The homebuyer tax credit forms and rules are now in place for 2009 !!!
I just wanted to let all of my realtor friends be informed of this new tax credit and use it as a tool to get your fence sitters into action... if you are in Georgia... feel free to send them to me for pre approval - I will include the tax forms in their closing package along with their appraisal and homestead exemption forms.
The Treasury Department has approved and put into place this portion of the American Recovery and Reinvestment Act of 2009.
The Treasury and the IRS which will manage the tax credits have the forms and regulations in place for homebuyers who wish to claim the first time credit established.
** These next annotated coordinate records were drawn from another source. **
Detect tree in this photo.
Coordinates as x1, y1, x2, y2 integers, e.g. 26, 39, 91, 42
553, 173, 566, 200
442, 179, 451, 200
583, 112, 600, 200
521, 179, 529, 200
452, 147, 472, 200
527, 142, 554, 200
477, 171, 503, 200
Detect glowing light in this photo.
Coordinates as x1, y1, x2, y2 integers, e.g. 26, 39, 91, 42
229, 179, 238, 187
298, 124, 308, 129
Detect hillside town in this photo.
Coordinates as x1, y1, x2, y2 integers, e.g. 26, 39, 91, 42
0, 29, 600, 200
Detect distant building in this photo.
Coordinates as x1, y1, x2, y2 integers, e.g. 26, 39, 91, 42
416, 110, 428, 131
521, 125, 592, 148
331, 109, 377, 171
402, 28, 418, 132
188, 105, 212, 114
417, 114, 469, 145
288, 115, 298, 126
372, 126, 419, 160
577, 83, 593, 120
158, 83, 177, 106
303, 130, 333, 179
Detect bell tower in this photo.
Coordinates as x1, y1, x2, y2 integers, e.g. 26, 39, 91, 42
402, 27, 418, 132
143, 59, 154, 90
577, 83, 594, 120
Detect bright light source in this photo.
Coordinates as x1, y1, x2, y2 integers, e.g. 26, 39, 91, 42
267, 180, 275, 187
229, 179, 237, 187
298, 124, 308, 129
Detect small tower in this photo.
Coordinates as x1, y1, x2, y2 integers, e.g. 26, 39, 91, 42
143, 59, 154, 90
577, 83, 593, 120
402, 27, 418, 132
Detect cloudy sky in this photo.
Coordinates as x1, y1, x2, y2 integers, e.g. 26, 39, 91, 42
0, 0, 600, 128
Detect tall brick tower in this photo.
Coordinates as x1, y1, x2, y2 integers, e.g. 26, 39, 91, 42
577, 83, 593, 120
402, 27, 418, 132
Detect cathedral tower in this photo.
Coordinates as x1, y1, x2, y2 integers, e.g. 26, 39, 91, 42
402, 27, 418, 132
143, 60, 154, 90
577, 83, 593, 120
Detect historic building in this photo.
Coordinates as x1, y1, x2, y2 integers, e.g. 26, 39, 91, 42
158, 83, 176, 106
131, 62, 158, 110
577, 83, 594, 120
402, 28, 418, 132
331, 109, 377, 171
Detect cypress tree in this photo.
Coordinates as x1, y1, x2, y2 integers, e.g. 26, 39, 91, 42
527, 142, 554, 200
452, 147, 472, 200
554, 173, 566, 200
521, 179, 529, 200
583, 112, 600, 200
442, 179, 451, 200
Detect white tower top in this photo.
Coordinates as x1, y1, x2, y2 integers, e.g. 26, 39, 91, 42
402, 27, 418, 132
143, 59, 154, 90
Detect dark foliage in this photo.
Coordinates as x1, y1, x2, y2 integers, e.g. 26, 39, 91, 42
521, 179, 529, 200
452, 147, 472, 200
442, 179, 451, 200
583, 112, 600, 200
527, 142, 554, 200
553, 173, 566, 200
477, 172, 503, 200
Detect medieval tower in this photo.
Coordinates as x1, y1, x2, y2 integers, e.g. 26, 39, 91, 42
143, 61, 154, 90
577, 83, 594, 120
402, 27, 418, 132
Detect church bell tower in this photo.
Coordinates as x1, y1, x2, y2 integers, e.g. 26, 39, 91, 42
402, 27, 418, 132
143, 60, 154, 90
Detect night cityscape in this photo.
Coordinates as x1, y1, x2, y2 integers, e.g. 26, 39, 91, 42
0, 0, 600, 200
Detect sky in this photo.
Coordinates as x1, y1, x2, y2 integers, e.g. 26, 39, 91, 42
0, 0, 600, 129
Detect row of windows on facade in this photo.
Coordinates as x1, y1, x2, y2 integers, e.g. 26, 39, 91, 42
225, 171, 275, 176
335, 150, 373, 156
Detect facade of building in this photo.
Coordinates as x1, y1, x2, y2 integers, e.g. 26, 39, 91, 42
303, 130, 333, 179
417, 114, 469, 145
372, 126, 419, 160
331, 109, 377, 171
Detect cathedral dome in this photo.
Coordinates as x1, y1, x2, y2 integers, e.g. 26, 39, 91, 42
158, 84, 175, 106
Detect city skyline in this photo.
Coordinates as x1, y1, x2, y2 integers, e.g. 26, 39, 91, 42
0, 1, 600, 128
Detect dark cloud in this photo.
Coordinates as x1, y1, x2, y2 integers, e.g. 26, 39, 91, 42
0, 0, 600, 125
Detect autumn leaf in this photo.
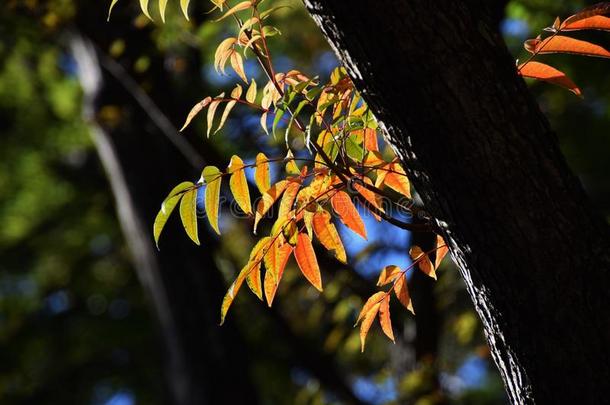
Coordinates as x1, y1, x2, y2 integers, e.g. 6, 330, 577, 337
201, 166, 222, 235
525, 35, 610, 58
518, 61, 582, 96
254, 153, 271, 194
377, 265, 403, 287
330, 191, 366, 239
378, 294, 394, 340
409, 246, 436, 280
153, 181, 195, 249
227, 155, 252, 215
294, 233, 322, 291
312, 210, 347, 263
180, 189, 199, 245
394, 274, 415, 315
254, 180, 288, 234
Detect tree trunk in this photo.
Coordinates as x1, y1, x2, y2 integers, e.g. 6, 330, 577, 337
305, 0, 610, 404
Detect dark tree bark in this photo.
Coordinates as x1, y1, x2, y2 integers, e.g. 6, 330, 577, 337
305, 0, 610, 404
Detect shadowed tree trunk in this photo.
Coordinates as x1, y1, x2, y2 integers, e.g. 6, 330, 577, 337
305, 0, 610, 404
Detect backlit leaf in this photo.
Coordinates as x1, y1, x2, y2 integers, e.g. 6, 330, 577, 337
330, 191, 366, 239
313, 210, 347, 263
379, 294, 394, 342
519, 61, 582, 96
180, 189, 199, 245
254, 153, 271, 194
254, 180, 288, 234
246, 79, 256, 103
377, 265, 403, 287
227, 155, 252, 215
294, 233, 322, 291
202, 166, 222, 235
526, 35, 610, 58
394, 275, 415, 315
153, 181, 195, 249
409, 246, 436, 280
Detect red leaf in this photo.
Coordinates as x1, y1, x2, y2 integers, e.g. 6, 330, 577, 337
294, 233, 322, 291
330, 191, 366, 239
525, 35, 610, 58
519, 61, 582, 96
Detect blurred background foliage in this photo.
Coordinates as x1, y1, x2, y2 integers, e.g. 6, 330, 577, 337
0, 0, 610, 405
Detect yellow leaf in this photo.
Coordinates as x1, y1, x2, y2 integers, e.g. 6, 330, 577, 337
140, 0, 152, 20
265, 238, 293, 306
231, 52, 248, 83
207, 93, 225, 138
294, 233, 322, 291
202, 166, 222, 235
409, 246, 436, 280
180, 97, 212, 132
246, 79, 256, 103
394, 274, 415, 315
180, 189, 199, 245
330, 191, 366, 239
180, 0, 191, 21
254, 153, 271, 194
379, 294, 394, 342
254, 180, 288, 234
313, 210, 347, 263
377, 265, 402, 287
227, 155, 252, 215
215, 1, 252, 21
153, 181, 195, 249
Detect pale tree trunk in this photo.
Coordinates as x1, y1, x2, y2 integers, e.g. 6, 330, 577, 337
305, 0, 610, 404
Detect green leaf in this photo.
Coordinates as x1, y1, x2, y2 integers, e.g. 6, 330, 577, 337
180, 0, 191, 21
201, 166, 222, 235
153, 181, 195, 249
180, 189, 199, 245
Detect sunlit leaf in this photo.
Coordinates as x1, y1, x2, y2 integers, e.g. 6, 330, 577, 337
330, 191, 366, 239
526, 35, 610, 58
294, 233, 322, 291
394, 275, 415, 315
518, 61, 582, 96
227, 155, 252, 215
379, 294, 394, 342
180, 189, 199, 245
254, 180, 288, 234
153, 181, 195, 249
202, 166, 222, 235
313, 210, 347, 263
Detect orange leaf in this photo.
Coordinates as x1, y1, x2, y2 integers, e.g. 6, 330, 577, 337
561, 2, 610, 29
278, 179, 301, 218
379, 294, 394, 342
377, 265, 402, 287
518, 61, 582, 96
265, 243, 292, 306
330, 191, 366, 239
254, 153, 271, 194
561, 15, 610, 31
526, 35, 610, 58
254, 180, 288, 234
384, 163, 411, 198
313, 210, 347, 263
434, 235, 449, 269
394, 275, 415, 315
227, 155, 252, 215
294, 233, 322, 291
409, 246, 436, 280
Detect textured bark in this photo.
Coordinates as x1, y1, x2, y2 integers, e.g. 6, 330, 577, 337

The forms and instructions for claiming the credit on the 2008 tax returns are available on www.irs.gov the form number is 5405.
The credit is available to homebuyers who purchase a home before December 1, 2009. The IRS is allowing homebuyers to claim the credit either on their 2009 tax return or immediately on the 2008 return due in April.
The tax credit represents 10 percent of the purchase price of a home up to a maximu of $8,000 or $4,000 for married taxpayers filing separate returns. The $7,500 tax credit that was authorized under earlier legislation last year was actually a 15 year loan; the new tax credit does not have to be repaid by the homeowner under ordinary circumstances. The credit DOES have to be repaid if the homeowner sells the home in less that 36 months or if the home ceases to be his/her principal residence during that time.
For the purpose of this credit, a first time homeowner is defined as one who has not owned a home for the 36 months ending on the date of purchase.
The tax credit is available to taxpayers with adjusted gross incomes up to $75,000 or $150,000 for married taxpayers filing jointly. Anything above those income levels the credit is gradually phased out.
Homeowners who purchased a house between April 8 and December 31, 2008 (previous year) are not eligible for the new revised credit. They are governed by earlier legislation and can claim the $7,500 repayable credit.